Zobacz również: Pokolenie bezdzietnych 30-latek. Te zdania słyszą najczęściej
Patrząc na statystyki można jednak do pewnego stopnia przewidzieć, kiedy dziecko przyjdzie na świat, a nawet o jakiej porze dnia czy też nocy to nastąpi. Takie wnioski płyną z badania przeprowadzonego przez naukowców z University of London, którzy postanowili sprawdzić, w jakich godzinach rodzi się najwięcej dzieci. Aby to ustalić eksperci przeanalizowali dane z ponad 5 milionów porodów, które miały miejsce w Anglii w latach 2005-2014. Okazuje się, że zdecydowana większość noworodków, bo aż 71, 5 proc. przychodzi na świat w weekendy, święta, albo w tygodniu, za to w godzinach między 17:00 a 8:59 rano. To chyba tylko po to, aby dostarczyć rodzicom dodatkowej rozrywki. Dla porównania pozostałe 28,5 proc. dzieci rodzi się w godzinach 9:00 – 17:00.
Ale to nie wszystko. Okazuje się, że godzina porodu ma też ścisły związek z jego typem. Jeśli chodzi o porody spontaniczne, które stanowiły nieco ponad połowę wszystkich badanych przypadków, większość miała miejsce między 1:00 w nocy a 6:59 rano. Szczyt narodzin przypadał na godzinę 4:00 nad ranem. Jeśli poród był wywoływany (to 1/5 analizowanych sytuacji), dzieci przychodziły na świat przeważnie między północą we wtorek a sobotą, a także tuż przed dniami wolnymi od pracy. Jeszcze inaczej było w przypadku cesarskich cięć na życzenie, które stanowiły 9,2 proc. wszystkich badanych porodów. W takiej sytuacji dzieci rodziły się przeważnie między godziną 9:00 a 10:59.
Fot. iStock
Dlaczego jednak większość dzieci “postanawia” przyjść na świat w nocy lub nad ranem?

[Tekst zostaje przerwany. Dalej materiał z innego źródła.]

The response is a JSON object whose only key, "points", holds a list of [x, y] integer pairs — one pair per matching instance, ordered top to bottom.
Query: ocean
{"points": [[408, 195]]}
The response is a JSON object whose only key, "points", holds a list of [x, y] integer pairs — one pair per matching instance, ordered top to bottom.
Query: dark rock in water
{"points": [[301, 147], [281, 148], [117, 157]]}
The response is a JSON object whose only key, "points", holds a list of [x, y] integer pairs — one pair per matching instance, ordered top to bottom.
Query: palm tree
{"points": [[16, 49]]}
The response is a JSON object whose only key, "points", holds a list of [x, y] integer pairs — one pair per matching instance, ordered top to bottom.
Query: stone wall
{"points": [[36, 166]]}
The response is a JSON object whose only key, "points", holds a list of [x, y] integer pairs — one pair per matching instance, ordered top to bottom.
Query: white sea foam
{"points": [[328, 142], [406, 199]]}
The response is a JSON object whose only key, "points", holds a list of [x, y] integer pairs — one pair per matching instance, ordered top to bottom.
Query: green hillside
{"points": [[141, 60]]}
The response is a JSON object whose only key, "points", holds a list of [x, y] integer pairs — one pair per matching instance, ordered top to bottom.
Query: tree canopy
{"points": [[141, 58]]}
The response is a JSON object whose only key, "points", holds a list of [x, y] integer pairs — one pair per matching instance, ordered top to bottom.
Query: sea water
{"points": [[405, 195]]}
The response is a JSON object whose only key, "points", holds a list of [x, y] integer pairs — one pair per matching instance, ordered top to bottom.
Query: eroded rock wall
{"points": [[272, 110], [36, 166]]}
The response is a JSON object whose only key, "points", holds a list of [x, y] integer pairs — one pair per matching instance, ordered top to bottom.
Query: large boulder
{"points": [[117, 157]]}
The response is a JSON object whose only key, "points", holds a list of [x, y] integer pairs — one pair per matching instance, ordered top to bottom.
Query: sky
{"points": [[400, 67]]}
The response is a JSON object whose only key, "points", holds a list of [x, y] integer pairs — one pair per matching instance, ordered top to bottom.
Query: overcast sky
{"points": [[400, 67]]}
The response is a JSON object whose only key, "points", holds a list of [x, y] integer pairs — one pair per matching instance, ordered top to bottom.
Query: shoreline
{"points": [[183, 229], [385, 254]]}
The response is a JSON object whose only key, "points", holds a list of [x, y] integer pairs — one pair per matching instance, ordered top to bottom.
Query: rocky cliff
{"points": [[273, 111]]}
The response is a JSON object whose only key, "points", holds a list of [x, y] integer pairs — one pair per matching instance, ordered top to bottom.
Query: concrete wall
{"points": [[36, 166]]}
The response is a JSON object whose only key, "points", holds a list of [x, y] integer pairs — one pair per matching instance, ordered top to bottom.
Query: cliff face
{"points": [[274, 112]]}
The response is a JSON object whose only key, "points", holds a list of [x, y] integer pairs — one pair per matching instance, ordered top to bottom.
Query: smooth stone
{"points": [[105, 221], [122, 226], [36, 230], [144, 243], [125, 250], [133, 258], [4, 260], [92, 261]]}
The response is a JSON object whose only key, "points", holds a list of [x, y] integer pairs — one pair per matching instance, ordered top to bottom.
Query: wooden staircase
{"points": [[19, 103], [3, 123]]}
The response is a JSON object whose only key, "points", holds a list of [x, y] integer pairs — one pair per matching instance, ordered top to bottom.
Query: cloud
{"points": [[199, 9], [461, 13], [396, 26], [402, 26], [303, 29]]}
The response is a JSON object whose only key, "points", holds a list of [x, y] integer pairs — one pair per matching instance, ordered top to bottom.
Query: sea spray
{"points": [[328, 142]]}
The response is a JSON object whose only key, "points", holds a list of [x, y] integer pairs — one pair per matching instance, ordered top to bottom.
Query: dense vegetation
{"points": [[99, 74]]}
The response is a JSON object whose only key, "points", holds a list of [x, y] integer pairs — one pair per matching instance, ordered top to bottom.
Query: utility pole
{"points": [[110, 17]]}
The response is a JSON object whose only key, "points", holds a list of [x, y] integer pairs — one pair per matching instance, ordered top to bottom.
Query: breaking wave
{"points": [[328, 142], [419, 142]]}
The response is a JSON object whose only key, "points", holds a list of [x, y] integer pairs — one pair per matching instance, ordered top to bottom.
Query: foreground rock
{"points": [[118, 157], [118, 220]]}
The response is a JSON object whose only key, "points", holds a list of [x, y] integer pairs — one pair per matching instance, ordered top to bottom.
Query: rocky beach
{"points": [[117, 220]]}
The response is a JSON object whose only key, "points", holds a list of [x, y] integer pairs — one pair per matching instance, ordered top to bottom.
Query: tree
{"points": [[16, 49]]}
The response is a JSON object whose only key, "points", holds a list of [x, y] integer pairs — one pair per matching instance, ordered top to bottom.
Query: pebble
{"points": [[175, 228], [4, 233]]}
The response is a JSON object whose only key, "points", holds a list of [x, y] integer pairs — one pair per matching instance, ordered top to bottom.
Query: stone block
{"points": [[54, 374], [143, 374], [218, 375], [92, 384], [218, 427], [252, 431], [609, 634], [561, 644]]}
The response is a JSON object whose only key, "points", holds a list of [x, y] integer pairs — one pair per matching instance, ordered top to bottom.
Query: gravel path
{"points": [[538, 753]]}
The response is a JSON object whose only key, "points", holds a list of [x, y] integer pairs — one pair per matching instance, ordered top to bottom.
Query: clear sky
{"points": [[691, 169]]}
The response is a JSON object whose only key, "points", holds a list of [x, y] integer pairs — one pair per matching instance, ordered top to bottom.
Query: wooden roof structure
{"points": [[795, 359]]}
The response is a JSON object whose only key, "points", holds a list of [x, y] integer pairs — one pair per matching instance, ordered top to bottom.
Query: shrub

Naukowcy są zdania, że udało im się znaleźć odpowiedź na to pytanie. Peter Martin, główny autor badania sugeruje, że wynika to z instynktu przetrwania.
To może być częścią naszego ewolucyjnego dziedzictwa. Nasi przodkowie żyli w grupach, które były aktywne i rozproszone w ciągu dnia, a w nocy zbierali się, aby wspólnie odpocząć. Poród w nocy zapewne prawdopodobnie zapewniał zatem matce i noworodkowi pewną ochronę
- wyjaśniał ekspert w rozmowie z mediami. Badaczom udało się ustalić także, w jakie dni na świat przychodzi najmniej dzieci. Okazuje się, że jest to dzień Bożego Narodzenia, czyli 25 grudnia, oraz dzień później. Niestety ten fakt wciąż pozostaje niewyjaśnioną zagadką.